Fino al 2 agosto un viaggio tra natura, colore e rinascita
🌸 L’iris diventa protagonista di un racconto fotografico che unisce arte e natura. A Panicale è visitabile fino al 2 agosto la mostra “La fugace bellezza dell’arcobaleno” di Elena Bellaviti, un percorso dedicato ai colori, alla fragilità della fioritura e al continuo rinnovarsi della vita.
Un omaggio alla bellezza effimera della natura
Proseguirà fino a domenica 2 agosto a Panicale la mostra fotografica “La fugace bellezza dell’arcobaleno”, esposizione dell’artista Elena Bellaviti dedicata all’universo dell’iris.
L’allestimento è ospitato negli spazi dell’Ex Circolo di Piazza Umberto I, dove il pubblico può ammirare una selezione di fotografie realizzate dall’autrice la scorsa estate in Alta Valle del Tevere.
L’esposizione propone un percorso che invita a riflettere sul tempo, sulla trasformazione della natura e sul valore della bellezza, spesso destinata a durare solo pochi giorni.
L’iris simbolo di eleganza e rinascita
Protagonista assoluto della mostra è l’iris, fiore coltivato fin dall’antichità e tradizionalmente associato ai concetti di eleganza, speranza e rinascita.
Attraverso una serie di ritratti botanici, Elena Bellaviti racconta la ricchezza delle sfumature cromatiche che caratterizzano questa pianta, mettendo al tempo stesso in evidenza la brevità della sua fioritura.
L’autrice spiega di essere rimasta colpita dalla straordinaria varietà dei colori e dalla rapidità con cui i fiori lasciano spazio ai semi destinati a generare nuove piante, in un continuo ciclo di trasformazione che richiama anche i temi affrontati nella poesia di Louise Glück.

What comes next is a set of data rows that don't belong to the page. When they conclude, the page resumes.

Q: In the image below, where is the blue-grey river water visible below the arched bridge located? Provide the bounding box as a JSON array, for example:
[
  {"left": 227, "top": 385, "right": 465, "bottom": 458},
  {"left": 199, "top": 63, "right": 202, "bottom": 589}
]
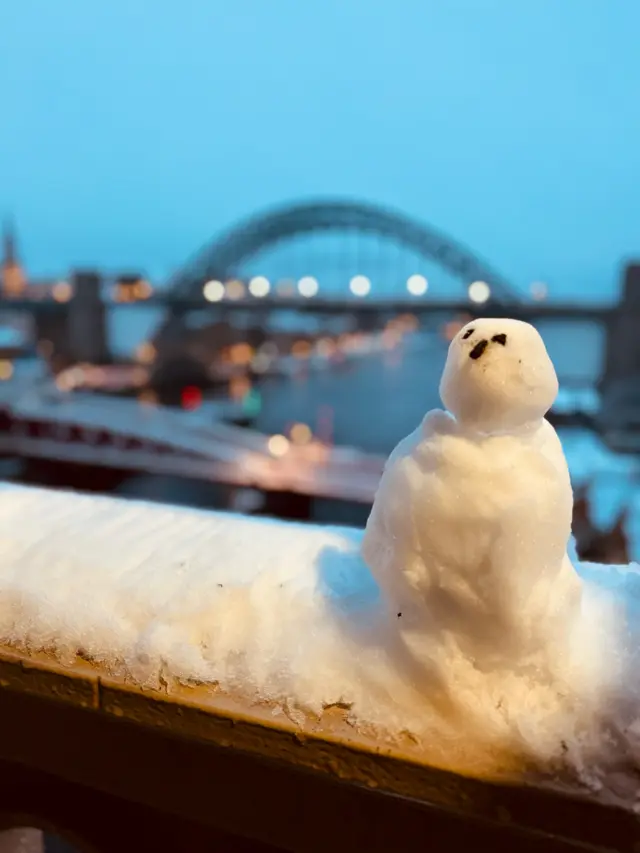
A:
[{"left": 109, "top": 306, "right": 604, "bottom": 453}]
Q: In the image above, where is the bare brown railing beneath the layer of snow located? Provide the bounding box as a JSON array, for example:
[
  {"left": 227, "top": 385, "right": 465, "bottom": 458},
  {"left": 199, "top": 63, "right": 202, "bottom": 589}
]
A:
[{"left": 0, "top": 650, "right": 640, "bottom": 853}]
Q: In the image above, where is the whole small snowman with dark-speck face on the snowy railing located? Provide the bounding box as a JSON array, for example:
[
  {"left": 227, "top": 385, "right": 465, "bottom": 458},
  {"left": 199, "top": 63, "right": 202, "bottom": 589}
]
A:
[{"left": 363, "top": 319, "right": 581, "bottom": 670}]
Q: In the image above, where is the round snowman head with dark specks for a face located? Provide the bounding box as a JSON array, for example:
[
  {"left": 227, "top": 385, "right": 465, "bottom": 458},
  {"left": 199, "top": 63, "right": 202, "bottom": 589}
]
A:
[{"left": 440, "top": 319, "right": 558, "bottom": 433}]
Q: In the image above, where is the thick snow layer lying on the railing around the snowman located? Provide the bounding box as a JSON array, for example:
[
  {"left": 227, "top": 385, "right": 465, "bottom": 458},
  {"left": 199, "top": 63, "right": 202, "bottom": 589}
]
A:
[{"left": 0, "top": 485, "right": 640, "bottom": 796}]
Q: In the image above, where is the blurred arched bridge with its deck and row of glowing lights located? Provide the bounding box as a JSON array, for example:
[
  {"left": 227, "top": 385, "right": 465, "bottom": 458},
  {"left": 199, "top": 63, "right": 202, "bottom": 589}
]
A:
[{"left": 0, "top": 200, "right": 613, "bottom": 332}]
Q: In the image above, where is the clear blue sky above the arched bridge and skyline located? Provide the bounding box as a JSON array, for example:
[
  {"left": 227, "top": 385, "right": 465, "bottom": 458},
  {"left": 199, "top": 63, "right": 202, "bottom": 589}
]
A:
[{"left": 0, "top": 0, "right": 640, "bottom": 297}]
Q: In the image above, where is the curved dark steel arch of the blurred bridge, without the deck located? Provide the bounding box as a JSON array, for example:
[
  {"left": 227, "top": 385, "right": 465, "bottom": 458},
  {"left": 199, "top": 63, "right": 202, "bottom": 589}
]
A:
[{"left": 170, "top": 200, "right": 520, "bottom": 302}]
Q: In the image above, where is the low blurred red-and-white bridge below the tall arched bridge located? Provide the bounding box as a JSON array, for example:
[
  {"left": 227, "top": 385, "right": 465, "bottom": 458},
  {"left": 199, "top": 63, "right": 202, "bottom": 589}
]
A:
[{"left": 0, "top": 388, "right": 384, "bottom": 504}]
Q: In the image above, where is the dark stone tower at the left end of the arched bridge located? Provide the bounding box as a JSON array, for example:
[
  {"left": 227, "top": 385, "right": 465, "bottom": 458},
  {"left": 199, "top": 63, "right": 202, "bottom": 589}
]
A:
[{"left": 67, "top": 271, "right": 109, "bottom": 364}]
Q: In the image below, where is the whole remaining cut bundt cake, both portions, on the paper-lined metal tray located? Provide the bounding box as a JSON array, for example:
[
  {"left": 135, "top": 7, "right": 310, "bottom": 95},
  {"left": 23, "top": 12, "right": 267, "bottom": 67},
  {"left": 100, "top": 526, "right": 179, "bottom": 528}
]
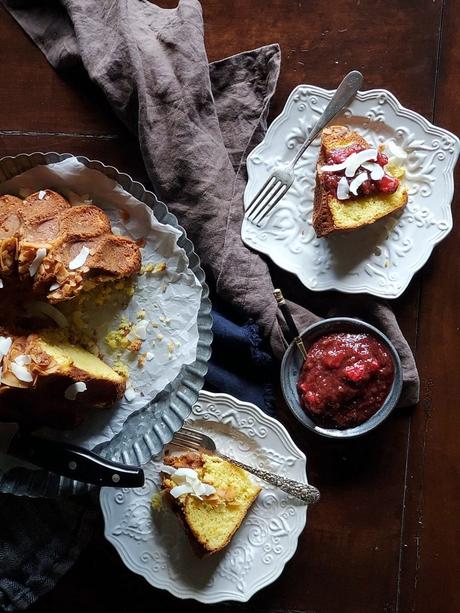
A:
[{"left": 0, "top": 189, "right": 141, "bottom": 427}]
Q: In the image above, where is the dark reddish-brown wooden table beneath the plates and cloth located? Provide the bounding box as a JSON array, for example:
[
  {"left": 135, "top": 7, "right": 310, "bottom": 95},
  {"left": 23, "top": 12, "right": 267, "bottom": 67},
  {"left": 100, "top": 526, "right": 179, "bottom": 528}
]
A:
[{"left": 0, "top": 0, "right": 460, "bottom": 613}]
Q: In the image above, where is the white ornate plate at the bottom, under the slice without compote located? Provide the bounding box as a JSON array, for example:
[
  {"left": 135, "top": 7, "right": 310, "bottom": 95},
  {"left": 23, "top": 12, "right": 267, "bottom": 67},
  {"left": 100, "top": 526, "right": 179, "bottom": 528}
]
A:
[{"left": 100, "top": 391, "right": 307, "bottom": 603}]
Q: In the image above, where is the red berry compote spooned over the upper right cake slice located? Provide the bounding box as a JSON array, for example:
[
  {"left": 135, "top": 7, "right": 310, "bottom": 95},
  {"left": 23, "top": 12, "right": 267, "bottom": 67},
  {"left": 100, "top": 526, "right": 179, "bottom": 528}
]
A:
[{"left": 323, "top": 143, "right": 399, "bottom": 198}]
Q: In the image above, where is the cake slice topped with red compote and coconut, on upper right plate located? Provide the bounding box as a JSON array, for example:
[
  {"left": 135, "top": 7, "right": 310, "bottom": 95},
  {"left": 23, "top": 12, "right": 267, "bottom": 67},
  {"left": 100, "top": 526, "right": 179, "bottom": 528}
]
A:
[{"left": 313, "top": 126, "right": 407, "bottom": 236}]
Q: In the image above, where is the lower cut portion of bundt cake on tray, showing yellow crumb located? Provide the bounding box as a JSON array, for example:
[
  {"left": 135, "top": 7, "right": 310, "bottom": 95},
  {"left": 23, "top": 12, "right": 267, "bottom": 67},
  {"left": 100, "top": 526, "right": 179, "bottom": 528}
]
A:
[{"left": 0, "top": 328, "right": 126, "bottom": 427}]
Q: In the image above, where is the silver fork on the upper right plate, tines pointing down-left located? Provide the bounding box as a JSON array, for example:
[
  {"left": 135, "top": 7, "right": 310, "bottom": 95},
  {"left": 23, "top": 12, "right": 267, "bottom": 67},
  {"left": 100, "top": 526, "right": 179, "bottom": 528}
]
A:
[{"left": 246, "top": 70, "right": 363, "bottom": 226}]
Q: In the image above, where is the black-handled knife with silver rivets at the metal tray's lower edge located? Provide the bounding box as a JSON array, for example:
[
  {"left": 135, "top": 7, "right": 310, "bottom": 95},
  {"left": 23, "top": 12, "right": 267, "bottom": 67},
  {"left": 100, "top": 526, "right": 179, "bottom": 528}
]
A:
[{"left": 0, "top": 423, "right": 144, "bottom": 487}]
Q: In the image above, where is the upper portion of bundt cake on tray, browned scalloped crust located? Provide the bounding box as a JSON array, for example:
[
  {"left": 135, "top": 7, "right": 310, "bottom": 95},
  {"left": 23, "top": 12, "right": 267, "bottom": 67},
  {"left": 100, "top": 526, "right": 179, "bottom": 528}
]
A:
[{"left": 0, "top": 189, "right": 141, "bottom": 303}]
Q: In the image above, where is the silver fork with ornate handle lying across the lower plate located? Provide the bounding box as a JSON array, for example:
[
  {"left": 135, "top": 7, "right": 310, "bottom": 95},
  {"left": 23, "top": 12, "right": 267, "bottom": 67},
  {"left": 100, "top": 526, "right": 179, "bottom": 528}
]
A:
[{"left": 170, "top": 427, "right": 320, "bottom": 504}]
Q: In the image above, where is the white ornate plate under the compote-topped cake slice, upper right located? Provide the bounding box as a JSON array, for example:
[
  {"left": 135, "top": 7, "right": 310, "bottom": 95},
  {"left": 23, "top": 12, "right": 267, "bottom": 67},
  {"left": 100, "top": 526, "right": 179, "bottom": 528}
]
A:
[{"left": 241, "top": 85, "right": 459, "bottom": 298}]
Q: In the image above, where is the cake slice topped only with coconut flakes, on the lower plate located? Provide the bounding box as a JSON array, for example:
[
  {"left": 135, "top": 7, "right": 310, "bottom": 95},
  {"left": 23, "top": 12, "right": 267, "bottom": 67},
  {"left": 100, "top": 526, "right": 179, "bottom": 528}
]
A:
[{"left": 161, "top": 453, "right": 261, "bottom": 556}]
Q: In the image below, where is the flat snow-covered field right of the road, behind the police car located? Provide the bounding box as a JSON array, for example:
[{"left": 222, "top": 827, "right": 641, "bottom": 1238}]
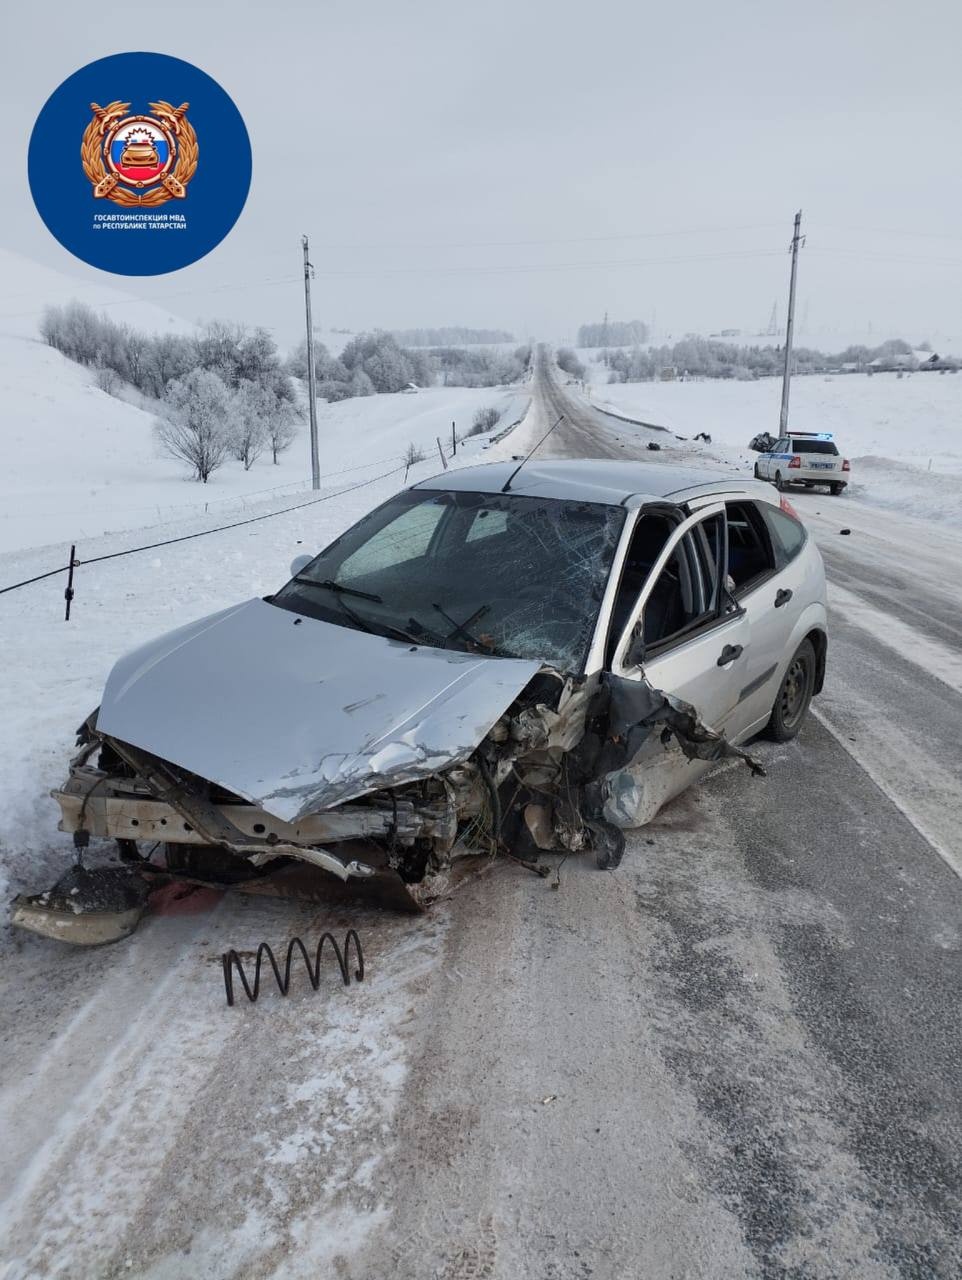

L’ispirazione dei grandi maestri
La ricerca fotografica trae ispirazione anche dalla storia dell’arte.
Bellaviti racconta infatti di aver guardato alle opere di Vincent van Gogh e Alfons Mucha, artisti che hanno influenzato il suo modo di interpretare le forme, la luce e i colori dell’iris, traducendo tali suggestioni in immagini che uniscono rigore botanico e sensibilità artistica.
Il sostegno del Comune di Panicale
La mostra è realizzata con il patrocinio del Comune di Panicale.
All’inaugurazione ha partecipato l’assessora alla Cultura Elena Sepiacci, che ha espresso soddisfazione per un’iniziativa capace di promuovere arte e cultura, contribuendo ad arricchire la proposta culturale del territorio e a valorizzare momenti di incontro dedicati alla bellezza.
Un percorso tra memoria, colore e contemplazione
Attraverso il linguaggio della fotografia, “La fugace bellezza dell’arcobaleno” accompagna i visitatori in un itinerario che invita a rallentare lo sguardo e a cogliere la delicatezza dei piccoli dettagli della natura.
Le immagini trasformano il breve momento della fioritura in un racconto visivo che intreccia memoria, colore e trasformazione, offrendo una riflessione sul continuo rinnovarsi della vita e sul valore di ciò che, pur essendo destinato a durare poco, lascia un segno profondo nell’esperienza di chi osserva.